De pequeña decía *el sartén* y mis padres siempre me corregían. Me acostumbré a decir *'la sartén' *y para que lo recordara , me enseñaron:
*'La sartén por el mango, y el mango también'.*

De todas maneras, la explicación de Alec, lo resume todo.
Saludos,
Fernita


----------



## Grekh

Es de esas palabras que aceptan ambos géneros, así como mar : el mar, la mar.


----------



## Fernita

Grekh said:
			
		

> Es de esas palabras que aceptan ambos géneros, así como mar : el mar, la mar.


 
Sí, Grekh, pero *la mar* es de uso más poético, creo yo.

Saludos,
Fernita


----------



## Grekh

Sí, pero no por eso deja también de usarse en el lenguaje normal.


----------



## Like an Angel

Se arman grandes batallas campales, que llegan a ser sangrientas a veces, siempre que alguien indica que _el uso de tal o cual expresión es de incultos_, cosa que me parece absurda -en este caso- ya que para mí no debería ser ni _el_ ni _la_ porque, a ver... ¿cómo se determina el sexo de un/a sartén, una mesa, una silla o un auto?  ... aunque conincido en lo que dice _el ale_, plenamente porque es lo que nuestro idioma permite hasta el día de hoy.


----------



## ordequin

Hola Elcampet y demás amigos:
En España decimos la sartén. Ahí va un refrán: 
"Le dijo la sartén al cazo: -¡Apártate, que me mancho!"


----------



## elcampet

ordequin said:
			
		

> Hola Elcampet y demás amigos:
> En España decimos la sartén. Ahí va un refrán:
> "Le dijo la sartén al cazo: -¡Apártate, que me mancho!"


 
Hola ordequin, quizá hoy mis neuronas andan flojas  pero no logro comprender el sentido de tu refrán, en todo caso cuando en una sartén se fríe, de ésta salpica la grasa manchando al cazo cuando está junto a ella (_*la*_ sartén). Por otro lado, gracias a todos, amigos foreros por desempolvar este hilo que fue uno de mis primeros en participar. A fin de cuentas, concluyo en que seguiré criticando a quienes dicen _*el sartén. *_Saludos afectuosos


----------



## Learning

Yo siempre he dicho LA SARTÉN y nunca en la vida creo haber escuchado EL.
Saludos.


----------



## ordequin

elcampet said:
			
		

> Hola ordequin, quizá hoy mis neuronas andan flojas  pero no logro comprender el sentido de tu refrán, en todo caso cuando en una sartén se fríe, de ésta salpica la grasa manchando al cazo cuando está junto a ella (_*la*_ sartén).
> Pues claro Elcampet! ¡De éso se trata! De evindenciar la impertinente autocomplacencia de la sartén. Se emplea cuando alguien reclama de otro una actitud diferente que no le cree molestia, siendo precisamente esta actitud típica en la persona que así reclama.
> Paralelo iría eso de "la paja en el ojo ajeno..."
> Bueno, Elcampet...saludos...defectuosos, je,je...


----------



## pejeman

Acá en México casi nadie dice "la sartén", salvo en el dicho de "saltar de la sartén al fuego", cuando se llega a oir.

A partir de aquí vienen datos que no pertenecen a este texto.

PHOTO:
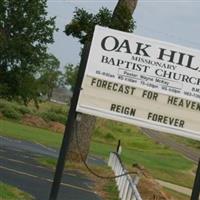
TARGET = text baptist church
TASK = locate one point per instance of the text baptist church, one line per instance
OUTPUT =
(111, 43)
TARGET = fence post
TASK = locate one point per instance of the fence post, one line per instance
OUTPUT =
(196, 186)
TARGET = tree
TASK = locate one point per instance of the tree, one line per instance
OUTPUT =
(69, 75)
(25, 32)
(49, 75)
(82, 27)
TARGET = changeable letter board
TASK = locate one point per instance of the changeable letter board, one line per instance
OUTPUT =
(142, 81)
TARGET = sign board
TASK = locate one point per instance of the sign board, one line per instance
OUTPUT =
(142, 81)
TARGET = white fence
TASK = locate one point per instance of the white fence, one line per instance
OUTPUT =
(126, 184)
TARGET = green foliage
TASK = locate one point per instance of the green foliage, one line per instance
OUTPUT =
(49, 75)
(52, 116)
(31, 134)
(10, 112)
(70, 75)
(83, 23)
(123, 20)
(8, 192)
(25, 32)
(13, 110)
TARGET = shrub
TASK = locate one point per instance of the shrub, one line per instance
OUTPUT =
(10, 112)
(58, 110)
(24, 110)
(109, 136)
(52, 116)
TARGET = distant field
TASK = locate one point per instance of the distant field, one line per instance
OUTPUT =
(11, 193)
(28, 133)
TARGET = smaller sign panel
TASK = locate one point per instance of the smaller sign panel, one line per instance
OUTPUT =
(141, 107)
(143, 82)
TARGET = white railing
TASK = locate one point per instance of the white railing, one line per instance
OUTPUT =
(126, 184)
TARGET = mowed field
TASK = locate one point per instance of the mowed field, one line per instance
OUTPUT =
(137, 149)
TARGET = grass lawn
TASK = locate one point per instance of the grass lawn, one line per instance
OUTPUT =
(28, 133)
(161, 162)
(11, 193)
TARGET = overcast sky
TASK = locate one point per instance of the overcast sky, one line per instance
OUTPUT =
(176, 21)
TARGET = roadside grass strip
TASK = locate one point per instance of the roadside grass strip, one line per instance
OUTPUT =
(8, 192)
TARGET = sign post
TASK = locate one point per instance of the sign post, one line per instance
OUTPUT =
(69, 127)
(142, 81)
(196, 187)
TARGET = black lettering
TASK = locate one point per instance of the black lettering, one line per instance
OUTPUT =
(93, 81)
(103, 43)
(143, 49)
(171, 55)
(124, 45)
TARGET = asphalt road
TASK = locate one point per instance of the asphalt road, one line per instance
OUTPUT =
(18, 167)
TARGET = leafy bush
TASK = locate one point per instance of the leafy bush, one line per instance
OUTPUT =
(9, 112)
(52, 116)
(58, 110)
(109, 136)
(24, 110)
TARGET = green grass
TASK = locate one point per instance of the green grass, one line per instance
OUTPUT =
(48, 111)
(177, 195)
(11, 193)
(27, 133)
(161, 162)
(165, 165)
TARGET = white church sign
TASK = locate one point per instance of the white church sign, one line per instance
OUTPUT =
(142, 81)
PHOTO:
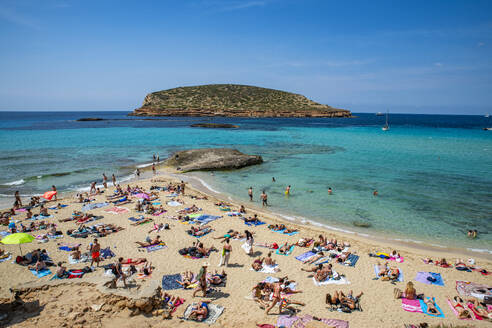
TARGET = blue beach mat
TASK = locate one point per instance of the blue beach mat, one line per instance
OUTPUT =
(41, 273)
(423, 306)
(305, 256)
(376, 270)
(288, 252)
(169, 282)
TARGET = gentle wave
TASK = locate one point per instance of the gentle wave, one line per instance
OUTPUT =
(14, 183)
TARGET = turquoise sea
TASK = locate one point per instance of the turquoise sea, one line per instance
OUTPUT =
(433, 172)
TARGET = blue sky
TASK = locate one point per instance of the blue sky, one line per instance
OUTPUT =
(408, 56)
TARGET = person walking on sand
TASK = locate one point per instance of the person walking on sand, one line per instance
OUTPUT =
(264, 199)
(202, 280)
(53, 188)
(95, 249)
(105, 181)
(226, 253)
(17, 198)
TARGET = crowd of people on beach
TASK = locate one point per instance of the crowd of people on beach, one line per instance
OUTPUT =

Leyendo "El juguete rabioso" de Roberto Arlt, encontré que él usó "el sartén".

Mi pregunta es si aún se dice en alguna parte "la sartén".

Gracias anticipadas por sus respuestas y os envío saludes a todos.


----------



## Dama de noche

En España decimos "la sartén", al menos en mi zona, Andalucía.


----------



## Aylah

Yo siempre he escuchado la sartén, en la zona centro de España, en el levante y en el norte.

Se me hace muy raro escuchar "el sartén", no sabía que era masculino en otros países.  

Un saludo


----------



## ILT

Acá en el norte de México decimos ambas, *el *sartén y *la* sartén sin distinción de condición económica o nivel de educación.

ILT


----------



## jorge_val_ribera

Acá se utilizan ambos sexos.


----------



## SpiceMan

En Argentina también es andrógino(a) según tengo entendido. Sin embargo, en mi entorno todos le dicen "la sartén", pocas veces escuché "el sartén".


----------



## Casusa

*sartén**.*
(Del lat. _sartāgo, -ĭnis_).

*1. *f. Recipiente de cocina, generalmente de metal, de forma circular, poco hondo y con mango largo, que sirve para guisar. En muchos lugares de América y España, u. c. m.
*2. *f. Lo que se fríe de una vez en la *sartén.*


Aunque se diga de las dos formas en algunas partes, la sartén es definitivamente femenino.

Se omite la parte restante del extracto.